Vergleichende Untersuchungen der Waldentwicklung erlauben es, die Auswirkungen verschiedener natürlicher und anthropogener Faktoren auf den Wald zu untersuchen. Ziel derartiger Studien ist ein vertieftes Verständnis des Systems Wald-Gesellschaft im Wandel der Zeit. Die hierzu nötigen Informationen können in unterschiedlichen Quellen gefunden werden, wie z.B. Waldwirtschaftspläne, Rechenschaftsberichte der Forstbehörden, Bild- und Kartenmaterial, Interviews etc.
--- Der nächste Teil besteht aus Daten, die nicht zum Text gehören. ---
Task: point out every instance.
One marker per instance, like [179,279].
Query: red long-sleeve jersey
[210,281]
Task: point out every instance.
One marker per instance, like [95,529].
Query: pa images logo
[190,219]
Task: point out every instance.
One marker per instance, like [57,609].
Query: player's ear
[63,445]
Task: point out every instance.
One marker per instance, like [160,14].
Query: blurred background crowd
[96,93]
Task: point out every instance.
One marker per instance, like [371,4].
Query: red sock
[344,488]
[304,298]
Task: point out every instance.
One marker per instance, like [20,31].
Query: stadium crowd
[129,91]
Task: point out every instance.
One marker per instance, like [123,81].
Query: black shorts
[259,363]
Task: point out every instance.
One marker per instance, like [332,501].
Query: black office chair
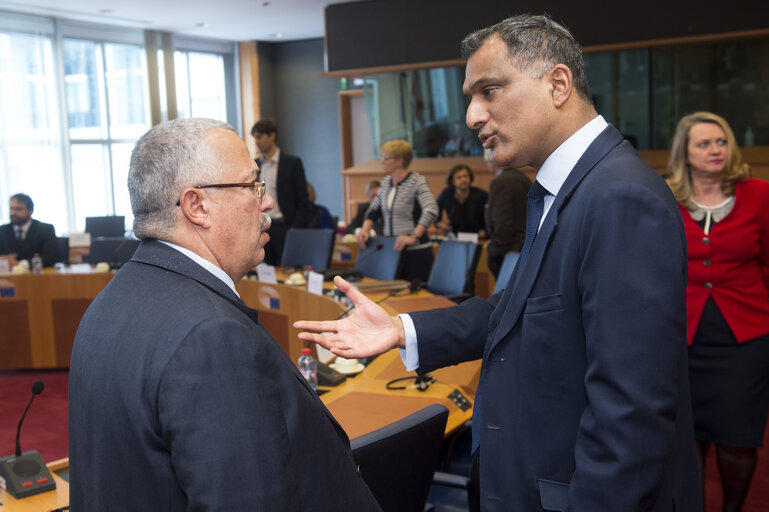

Diese fachgerecht auszuwerten ist Aufgabe der Wald- und Forstgeschichte, die heute mit einem quellenkritischen Ansatz arbeitet. Gerade auch im Hinblick auf eine Synthese der in unterschiedlichen Regionen gewonnenen Resultate könnte es im Rahmen des Programms Walddynamik von Interesse sein, verschiedene Untersuchungsregionen auf die oben beschriebene Art vergleichend zu betrachten. Angaben zur Bestandes- und Nutzungsgeschichte sind zudem hilfreich bei der Interpretation der heutigen gesellschaftlichen Ansprüche an den Wald, da in diesen oftmals vergangene Nutzungsweisen nachklingen. Sollte eine konkrete Nachfrage derartiger Informationen bestehen, könnte ein „Rezeptbuch“ zur Erfassung und Auswertung der Angaben zusammengestellt werden. Ob damit beispielsweise in auszuschreibenden Diplomarbeiten „gekocht“ würde, oder ob eine ausführlichere Anwendung erwünscht und die entsprechenden Ressourcen zu finden sind, bleibt abzuklären. Das Angebot zur Zusammenarbeit jedenfalls ist hiermit formuliert.